Os dados são alarmantes. Em março de 2024, menos de uma semana após a prefeita Adriane Lopes publicar um decreto determinando a redução de 25% em gastos com água, luz e combustível — além de prever a revisão para baixo de contratos —, a prefeitura fez exatamente o oposto com as empresas de iluminação.

Seis contratos receberam aditivos que variaram entre 24,92% e 24,98%, encostando no limite máximo permitido pela lei.
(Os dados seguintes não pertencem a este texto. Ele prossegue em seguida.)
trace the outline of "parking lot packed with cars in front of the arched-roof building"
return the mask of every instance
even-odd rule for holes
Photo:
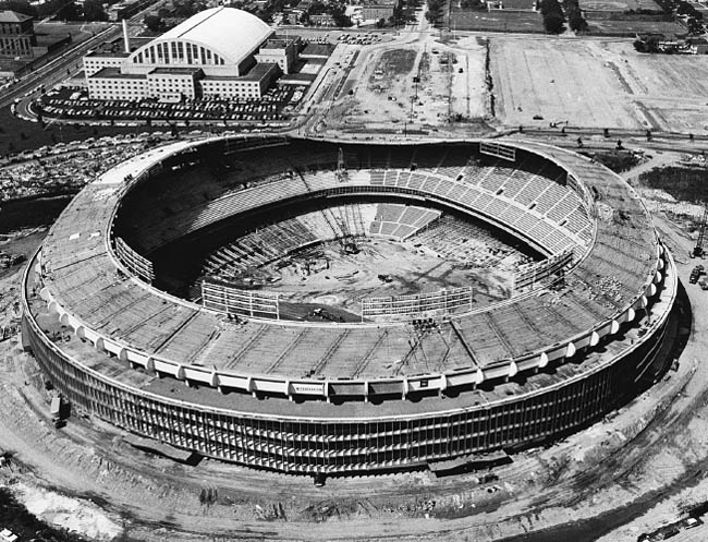
[[[50,91],[34,104],[36,113],[62,120],[282,122],[303,97],[305,86],[280,85],[258,99],[97,100],[75,88]]]

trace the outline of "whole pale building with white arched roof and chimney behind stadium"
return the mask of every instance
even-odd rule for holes
[[[297,60],[300,38],[277,38],[261,20],[233,8],[202,11],[131,51],[84,57],[90,98],[169,101],[257,98]]]

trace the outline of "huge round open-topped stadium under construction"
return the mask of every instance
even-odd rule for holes
[[[23,344],[156,447],[454,470],[652,384],[676,290],[637,194],[569,150],[210,138],[75,197],[25,272]]]

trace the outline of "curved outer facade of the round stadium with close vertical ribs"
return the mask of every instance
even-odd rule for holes
[[[667,254],[663,310],[623,354],[534,393],[457,410],[352,419],[264,415],[178,401],[132,388],[63,353],[37,325],[23,291],[23,337],[72,404],[120,427],[205,456],[295,473],[423,467],[521,447],[583,426],[634,389],[657,359],[678,279]],[[34,262],[25,272],[33,273]],[[344,412],[344,411],[343,411]]]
O reajuste ignora a realidade econômica: enquanto a inflação oficial (IBGE) era de 5%, os contratos das empresas B&C e JLC saltaram de R$ 21,82 milhões para R$ 27,27 milhões.

O peso no bolso do contribuinte

Enquanto a investigação do Gecoc e do Gaeco avança sobre 14 mandados de busca e apreensão, o morador de Campo Grande sente o reflexo na conta de luz. Em 2024, a taxa de iluminação pública (Cosip) teve um salto de 28,2%. A arrecadação, que era de R$ 153 milhões em 2023, disparou para quase R$ 197 milhões.

A culpa é de quem?

A estratégia da atual gestão tem sido o “jogo de empurra”. Em coletiva, o secretário de Infraestrutura, Marcelo Miglioli, tentou blindar a prefeita ao afirmar que as licitações são “herdadas” de 2021.

No entanto, o argumento esbarra em um fato incômodo: a atual administração não apenas manteve as empresas, como assinou novos contratos e aditivos generosos em 2024. Mesmo com a operação em curso e um servidor da ativa sob investigação, a prefeitura se recusa a afastar suspeitos ou suspender os pagamentos, alegando falta de “materialidade”.

“As investigações indicam a ocorrência de reiteradas fraudes… já tendo sido identificado superfaturamento superior a R$ 62 milhões. A investigação atinge contratos em vigência, firmados em 2024 e objeto de aditivos.”, afirma a nota oficial do Ministério Público.

Detalhes da Operação

  • Alvos: 14 mandados em Campo Grande (MS) e Balneário Piçarras (SC).
  • Empresas Focais: B&C e JLC.
  • O Obscuro: Contratos de manutenção em regiões como Anhanduizinho, Lagoa e Centro, além de instalação de LED Solar em parques e avenidas principais.

A “Apagar das Luzes” faz jus ao nome. Enquanto a prefeitura tenta empurrar a responsabilidade para o passado, o Ministério Público foca no presente: contratos vigentes, aditivos suspeitos e um rombo milionário que teima em não se apagar da memória do contribuinte.